Frequency-domain native image processing. Operates directly on JPEG DCT coefficients, skipping the pixel decode step entirely.
JPEG images are already stored as DCT coefficients. Decoding to pixels just to blur/sharpen/adjust is wasteful. DCT-Vision works directly on the coefficients -- many operations become simple multiplications instead of expensive convolutions.

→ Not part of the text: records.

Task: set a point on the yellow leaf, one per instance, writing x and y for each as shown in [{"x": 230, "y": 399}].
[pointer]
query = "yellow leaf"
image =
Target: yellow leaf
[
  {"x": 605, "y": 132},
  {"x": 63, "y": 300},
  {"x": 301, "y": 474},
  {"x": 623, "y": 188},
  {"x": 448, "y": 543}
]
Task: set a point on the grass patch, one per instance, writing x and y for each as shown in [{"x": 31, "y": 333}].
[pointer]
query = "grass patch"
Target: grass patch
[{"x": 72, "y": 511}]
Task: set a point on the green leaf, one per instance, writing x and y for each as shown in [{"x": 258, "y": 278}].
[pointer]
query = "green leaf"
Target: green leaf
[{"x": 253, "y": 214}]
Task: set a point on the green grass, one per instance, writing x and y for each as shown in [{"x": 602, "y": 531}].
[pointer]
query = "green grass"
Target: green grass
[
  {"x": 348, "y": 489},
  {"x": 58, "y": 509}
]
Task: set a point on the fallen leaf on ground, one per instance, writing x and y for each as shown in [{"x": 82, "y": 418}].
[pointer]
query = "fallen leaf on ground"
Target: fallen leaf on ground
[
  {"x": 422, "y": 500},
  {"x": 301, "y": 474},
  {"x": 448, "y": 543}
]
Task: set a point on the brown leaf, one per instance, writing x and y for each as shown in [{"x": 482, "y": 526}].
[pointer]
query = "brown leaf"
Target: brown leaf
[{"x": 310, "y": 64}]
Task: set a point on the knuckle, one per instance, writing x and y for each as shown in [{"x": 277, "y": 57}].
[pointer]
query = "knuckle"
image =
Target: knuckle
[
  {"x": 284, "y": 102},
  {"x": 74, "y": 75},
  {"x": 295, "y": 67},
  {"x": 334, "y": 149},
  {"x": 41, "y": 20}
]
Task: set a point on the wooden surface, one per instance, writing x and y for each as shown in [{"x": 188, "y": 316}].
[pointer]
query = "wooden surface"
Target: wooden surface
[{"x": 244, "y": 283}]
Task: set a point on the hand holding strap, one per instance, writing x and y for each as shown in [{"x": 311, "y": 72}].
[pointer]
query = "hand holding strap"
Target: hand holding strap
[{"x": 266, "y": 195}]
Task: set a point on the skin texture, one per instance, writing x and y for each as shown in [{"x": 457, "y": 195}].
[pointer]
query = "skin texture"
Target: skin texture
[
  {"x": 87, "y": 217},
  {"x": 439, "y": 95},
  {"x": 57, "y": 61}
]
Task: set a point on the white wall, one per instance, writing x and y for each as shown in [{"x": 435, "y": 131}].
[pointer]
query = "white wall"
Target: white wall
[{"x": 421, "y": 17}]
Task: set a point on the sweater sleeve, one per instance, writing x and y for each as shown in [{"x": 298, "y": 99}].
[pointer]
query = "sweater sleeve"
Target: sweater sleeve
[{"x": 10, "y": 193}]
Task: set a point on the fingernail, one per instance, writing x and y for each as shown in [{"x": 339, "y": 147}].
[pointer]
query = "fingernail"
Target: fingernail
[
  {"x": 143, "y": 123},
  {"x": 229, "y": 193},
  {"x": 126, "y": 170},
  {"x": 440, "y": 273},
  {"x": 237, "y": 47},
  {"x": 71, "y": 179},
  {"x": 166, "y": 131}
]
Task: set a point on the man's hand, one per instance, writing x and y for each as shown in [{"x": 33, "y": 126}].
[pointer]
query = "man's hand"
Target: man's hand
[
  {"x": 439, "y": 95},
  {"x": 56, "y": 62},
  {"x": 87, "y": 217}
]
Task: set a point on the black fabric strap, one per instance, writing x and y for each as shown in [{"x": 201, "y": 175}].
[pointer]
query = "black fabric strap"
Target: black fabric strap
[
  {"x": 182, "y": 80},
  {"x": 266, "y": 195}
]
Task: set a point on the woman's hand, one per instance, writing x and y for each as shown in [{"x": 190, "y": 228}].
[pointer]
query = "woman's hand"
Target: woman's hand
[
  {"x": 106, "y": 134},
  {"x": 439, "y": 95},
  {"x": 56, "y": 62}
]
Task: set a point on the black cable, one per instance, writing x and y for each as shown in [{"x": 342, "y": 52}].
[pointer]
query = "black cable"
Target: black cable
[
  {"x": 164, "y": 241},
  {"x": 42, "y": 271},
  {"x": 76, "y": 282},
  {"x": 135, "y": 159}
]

Benchmarked on 1024x1024 JPEG (operation time only, image already loaded):
| Operation | DCT-Vision | Pillow | OpenCV | vs Pillow | vs OpenCV |
|---|---|---|---|---|---|
| Blur | 2.0ms | 21.1ms | 1.2ms | 10.5x | 0.6x |
| Sharpen | 1.9ms | 19.3ms | 2.9ms | 10.1x | 1.5x |
| Brightness | 0.2ms | 5.3ms | 5.6ms | 26.5x | 28.0x |
| Contrast | 0.6ms | 14.5ms | 15.4ms | 24.2x | 25.7x |
| Noise | 13.6ms | 58.4ms | 53.5ms | 4.3x | 3.9x |
| Edge detect | 0.8ms | 11.6ms | 0.9ms | 14.5x | 1.1x |
Full pipeline (load + flip + brightness + noise + save, 1024x1024):
- DCT-Vision: 83ms | Pillow: 117ms | OpenCV: 107ms
pip install dct-visionfrom dct_vision.core.dct_image import DCTImage
from dct_vision.ops.blur import blur
from dct_vision.ops.color import adjust_brightness
# Load JPEG (extracts DCT coefficients directly, no pixel decode)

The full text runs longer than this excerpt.